Suriye’de Beşar Esad yönetiminin sona ermesinin ardından ülkenin çeşitli bölgelerinde mezhepsel temelli saldırılar artıyor. Humus ve çevresinde son aylarda Alevi ve Hristiyan sivillere yönelik silahlı saldırılar, ülkedeki güvenlik güçlerinin etkinliğini ve toplumlar arası güveni zayıflatıyor.
1 Ekim’de Humus’un kırsal kesiminde yer alan Nasara (Hristiyanlar) Vadisi’nde 39 yaşındaki Vissam ve Şefik Mansur, kimliği belirsiz bir saldırgan tarafından açılan ateş sonucu hayatını kaybetti. Yerel kaynaklara göre, saldırganın motosikletle olay yerinden uzaklaştığı bildirildi. Olayın ardından bölge halkı, güvenlik önlemlerinin yetersiz kaldığı gerekçesiyle yetkililere tepki gösterdi.

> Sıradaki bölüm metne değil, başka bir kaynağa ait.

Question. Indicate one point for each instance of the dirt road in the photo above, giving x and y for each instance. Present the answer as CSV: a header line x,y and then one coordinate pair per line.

Hayatını kaybeden Mansur kuzenlerinden Vissam’ın, geçmişte Esad yönetimiyle bağlantılı bir milis grubunda görev yaptığı iddia edildi. Bölge sakinleri, saldırının bir intikam eylemi olabileceğini öne sürerken, yetkililer olayın soruşturulduğunu açıkladı.
Humus’ta son dönemde benzer saldırıların arttığı bildiriliyor. 28 Eylül’de Alevi kökenli esnaf Şaban el-Ezzeldin, dükkanını kapattığı sırada vurularak öldürüldü. Ailesi, saldırının mezhepsel saiklerle gerçekleştirildiğini öne sürdü. Aynı gün iki Alevi vatandaşın daha benzer şekilde yaşamını yitirdiği belirtildi.
Suriye İnsan Hakları Ağı (SNHR), 5 Haziran ile 31 Ekim tarihleri arasında Humus’ta meydana gelen saldırılarda en az 40 Alevi sivilin öldürüldüğünü raporladı. Kurbanlar arasında öğrenciler, öğretmenler ve çiftçiler bulunuyor. SNHR’ye göre saldırıların bir kısmı, eski rejimle bağlantılı oldukları düşünülen kişilere yönelik intikam amaçlı gerçekleştiriliyor.
Hristiyanlar da tedirgin
Alevi nüfusun yanı sıra, Hristiyan topluluklar da artan güvenlik endişesi içinde yaşamlarını sürdürüyor. Nasara Vadisi’ndeki saldırı sonrası bazı Hristiyan ailelerin bölgeyi terk ettiği bildirildi.
14 yaşındaki Gina adlı bir öğrencinin, 19 Ağustos’ta evinin balkonunda otururken motosikletli bir saldırgan tarafından vurularak öldürülmesi, ülkede sivillere yönelik şiddetin boyutunu bir kez daha gündeme getirdi. Ailesi, olayın mezhepsel gerekçelerle işlendiğini öne sürdü.
Yetkililer, tüm vatandaşların güvenliğini sağlama sözü verirken, Adalet Bakanı Mazhar el-Vays, mezhepsel şiddete karıştığı belirlenen kişilere yönelik yasal süreç başlatılacağını açıkladı. Ancak insan hakları kuruluşları, soruşturmaların yetersiz kaldığını ve saldırıların çoğunun faili meçhul olarak kaldığını belirtiyor.
Suriye’de savaş sonrası dönemde artan bu tür olaylar, ülkenin kırılgan sosyal yapısının yeniden çatışma ortamına sürüklenebileceğine dair endişeleri güçlendiriyor.